Subchannels of WDWO-CD
| Channel | Res. | Short name | Programming |
| 18.1 | 720p | WDWO-CD | Defy |
| 18.2 | 480i | NBC True CRMZ |
| 18.3 | Infomercials (4:3) |
| 18.4 | MovieSphere Gold |
| 18.5 | NTD America |
| 18.6 | 365BLK |
| 18.7 | Black Vision TV |
| 18.8 | Oxygen |

On July 30, 2010, the station converted to digital on channel 18 with an effective radiated power of 15 kW (slightly lower than its analog ERP of 20 kW), but retained its -CA suffix (and branding itself as "WDWO-DT").

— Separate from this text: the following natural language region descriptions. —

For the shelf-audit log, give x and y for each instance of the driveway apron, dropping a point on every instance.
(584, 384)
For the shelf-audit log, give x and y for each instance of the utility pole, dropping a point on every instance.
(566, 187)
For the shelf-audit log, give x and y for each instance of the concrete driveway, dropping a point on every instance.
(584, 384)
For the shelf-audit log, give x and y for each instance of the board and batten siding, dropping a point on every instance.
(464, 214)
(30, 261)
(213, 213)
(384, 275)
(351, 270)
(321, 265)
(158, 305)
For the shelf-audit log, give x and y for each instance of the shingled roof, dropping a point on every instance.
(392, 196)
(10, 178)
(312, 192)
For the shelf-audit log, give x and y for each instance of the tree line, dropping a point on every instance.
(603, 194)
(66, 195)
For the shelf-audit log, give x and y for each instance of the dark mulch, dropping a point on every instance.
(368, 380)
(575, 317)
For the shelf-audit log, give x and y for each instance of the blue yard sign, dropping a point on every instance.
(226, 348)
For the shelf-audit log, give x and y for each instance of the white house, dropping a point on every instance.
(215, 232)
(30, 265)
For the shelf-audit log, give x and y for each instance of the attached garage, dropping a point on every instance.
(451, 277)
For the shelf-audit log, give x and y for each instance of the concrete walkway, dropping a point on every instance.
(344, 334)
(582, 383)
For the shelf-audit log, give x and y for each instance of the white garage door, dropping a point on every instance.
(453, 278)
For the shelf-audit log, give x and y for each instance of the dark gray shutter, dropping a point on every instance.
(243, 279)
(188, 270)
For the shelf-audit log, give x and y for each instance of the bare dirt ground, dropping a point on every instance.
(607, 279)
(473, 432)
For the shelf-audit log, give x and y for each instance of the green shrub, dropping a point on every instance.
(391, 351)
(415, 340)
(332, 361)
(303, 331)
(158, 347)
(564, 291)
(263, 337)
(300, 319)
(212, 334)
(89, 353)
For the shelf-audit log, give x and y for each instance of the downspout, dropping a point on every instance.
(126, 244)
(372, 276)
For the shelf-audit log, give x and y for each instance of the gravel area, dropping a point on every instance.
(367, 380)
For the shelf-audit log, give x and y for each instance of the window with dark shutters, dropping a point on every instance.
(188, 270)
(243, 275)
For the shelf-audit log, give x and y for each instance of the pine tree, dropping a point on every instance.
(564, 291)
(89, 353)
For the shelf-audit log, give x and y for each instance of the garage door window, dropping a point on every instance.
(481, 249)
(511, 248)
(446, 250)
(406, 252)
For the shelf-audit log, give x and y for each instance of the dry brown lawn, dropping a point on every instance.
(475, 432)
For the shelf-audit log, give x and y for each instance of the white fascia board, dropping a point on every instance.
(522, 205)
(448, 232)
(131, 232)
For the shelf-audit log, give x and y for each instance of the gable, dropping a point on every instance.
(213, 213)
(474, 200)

At one point afterward, WDWO-CD broadcast three video feeds: 18.1 broadcast in SD, and carried some local programs in addition to the network feed. 18.2 broadcast in HD, and carried the network programming. The two feeds aired most of the same shows at the same times, but occasionally had different schedules. 18.3 was added in the last week of January 2011, and aired mostly older public domain sitcoms and cartoons, and a block of TCT-made E/I programming called TCT Kids. In June 2011, WDWO-CD, like many other TCT stations, added SD3, La Fuente (The Source), a Spanish-language religious service, available on 18.4.

On June 20, 2019, WDWO moved its TCT affiliation to a reactivated 18.4, with Azteca América taking over on 18.1, returning non-English-language broadcast network programming to Detroit for the first time since May 2017, when WHNE-LD dropped its LATV affiliation. On the same date, a fifth feed was launched, 18.5 (soon changed to 1.1), broadcasting 3ABN programming.

==Coverage area==
WDWO's over-the-air signal is viewable throughout the city of Detroit, as well as in Highland Park, Hamtramck, parts of Windsor, and many nearby suburbs as far north as Romeo, as far west as Ypsilanti, and as far south as Trenton; with a high quality antenna, it can be seen as far north as Metamora, as far west as Pinckney, and as far south as Monroe.